この実験では、次のような手順で進められました。

1. 役割分担
参加者は「先生」の役を割り当てられ、もう一人の「生徒」は研究者の協力者(サクラ)でした。

2. 課題の内容
「先生」は「生徒」に簡単な記憶テストを出し、間違えるたびに電気ショックを与えるよう指示されました。電圧は15ボルトから最大450ボルトまで段階的に強くなります。

3. 電気ショックの演出
実際にはショックは与えられていませんが、サクラの「生徒」が苦痛を訴える演技をしました。「先生」はその声を聞きながらも、研究者(権威ある人)の「続けてください」という指示に従うかどうかが観察されました。

実験結果:驚くべき「従順さ」

この実験の結果、参加者の65%が最大の450ボルトまで電気ショックを与えるという指示に従いました。途中で「やめたい」と言い出す参加者もいましたが、研究者が「責任は私が取ります」「続けてください」と促すと、多くが実験を続行しました。

人はなぜ権威に従うのか?

ミルグラム実験は、権威に従う心理を次のように説明しています。

1. エージェントシフト(代理状態)
自分の行動の責任を権威者に委ねてしまい、「自分が悪いわけではない」と考える状態です。

2. 社会的規範への従属
子どもの頃から、権威ある人(親、教師、上司)の指示に従うことを学ぶため、大人になってもその傾向が続くとされています。

3. 段階的コミットメント
最初は低い電圧から始めるため、徐々に高い電圧に進む過程で罪悪感が薄れ、「もうここまでやったのだから」と思う心理です。

ミルグラム実験が示す現代への教訓

この実験は、人間がどれほど簡単に権威に従うかを示しています。
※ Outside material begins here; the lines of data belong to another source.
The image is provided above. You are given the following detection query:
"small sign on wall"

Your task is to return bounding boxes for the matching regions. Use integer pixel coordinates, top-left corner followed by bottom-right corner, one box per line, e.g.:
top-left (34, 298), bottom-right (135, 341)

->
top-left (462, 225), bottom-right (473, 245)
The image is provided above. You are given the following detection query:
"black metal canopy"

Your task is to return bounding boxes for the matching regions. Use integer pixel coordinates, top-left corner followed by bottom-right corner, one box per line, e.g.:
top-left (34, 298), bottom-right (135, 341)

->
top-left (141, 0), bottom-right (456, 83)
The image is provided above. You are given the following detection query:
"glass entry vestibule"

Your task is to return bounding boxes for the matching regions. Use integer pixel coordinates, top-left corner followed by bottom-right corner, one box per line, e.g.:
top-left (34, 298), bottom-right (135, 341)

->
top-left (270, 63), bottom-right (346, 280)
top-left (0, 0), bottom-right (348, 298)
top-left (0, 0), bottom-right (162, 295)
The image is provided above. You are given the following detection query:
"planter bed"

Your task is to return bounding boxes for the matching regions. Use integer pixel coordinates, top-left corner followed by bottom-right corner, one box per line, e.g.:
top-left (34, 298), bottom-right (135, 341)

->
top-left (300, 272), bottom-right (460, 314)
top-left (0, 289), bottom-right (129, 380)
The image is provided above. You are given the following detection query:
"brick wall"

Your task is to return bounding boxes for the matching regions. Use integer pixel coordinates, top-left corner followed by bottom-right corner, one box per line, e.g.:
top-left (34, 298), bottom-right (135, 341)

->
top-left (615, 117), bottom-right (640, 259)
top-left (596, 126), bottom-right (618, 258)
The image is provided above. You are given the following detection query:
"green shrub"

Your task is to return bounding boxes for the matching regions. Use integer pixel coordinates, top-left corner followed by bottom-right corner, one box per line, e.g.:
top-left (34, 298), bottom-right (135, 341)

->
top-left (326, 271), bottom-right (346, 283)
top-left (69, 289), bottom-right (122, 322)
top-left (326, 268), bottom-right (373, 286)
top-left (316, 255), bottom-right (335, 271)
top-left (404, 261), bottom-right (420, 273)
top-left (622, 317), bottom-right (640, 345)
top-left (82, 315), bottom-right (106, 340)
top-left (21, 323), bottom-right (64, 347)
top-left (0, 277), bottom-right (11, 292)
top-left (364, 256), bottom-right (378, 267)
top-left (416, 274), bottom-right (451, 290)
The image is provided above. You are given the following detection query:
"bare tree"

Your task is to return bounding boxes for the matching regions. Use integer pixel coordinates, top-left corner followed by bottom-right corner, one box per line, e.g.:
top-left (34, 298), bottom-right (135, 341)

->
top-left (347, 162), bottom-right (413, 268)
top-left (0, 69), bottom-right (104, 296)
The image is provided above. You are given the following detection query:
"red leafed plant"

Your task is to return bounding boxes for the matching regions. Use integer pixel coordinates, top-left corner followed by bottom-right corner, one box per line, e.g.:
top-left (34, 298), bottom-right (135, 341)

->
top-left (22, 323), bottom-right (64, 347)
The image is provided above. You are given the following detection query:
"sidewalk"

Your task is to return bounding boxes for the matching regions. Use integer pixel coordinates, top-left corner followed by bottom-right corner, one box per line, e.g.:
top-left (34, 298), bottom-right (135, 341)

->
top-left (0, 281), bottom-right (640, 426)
現代社会でも、次のような状況でその影響が見られることがあります:

職場でのパワハラ
上司の指示に逆らえず、倫理的に問題のある行為に加担してしまう場合。

インターネット詐欺
権威ある人物や機関を装ったメッセージに従い、個人情報を提供してしまうケース。

政治的プロパガンダ
権威あるリーダーの主張に疑問を持たず従うことで、不当な政策や行動を支持してしまう状況。

ミルグラム実験は、人がどのように権威に従うかを明らかにした重要な研究です。私たちは日常生活の中で、権威に流される場面に直面することが少なくありません。この実験を知ることで、状況を客観的に見つめ、自分の行動に責任を持つことの大切さを学ぶことができます。

そしてどうでしょう、あなたの推し悪役の心理学を少し理解できましたか?
私は某オープンワールドRPGの悪役がプレイアブルにならなかったのがまだ根に持っています。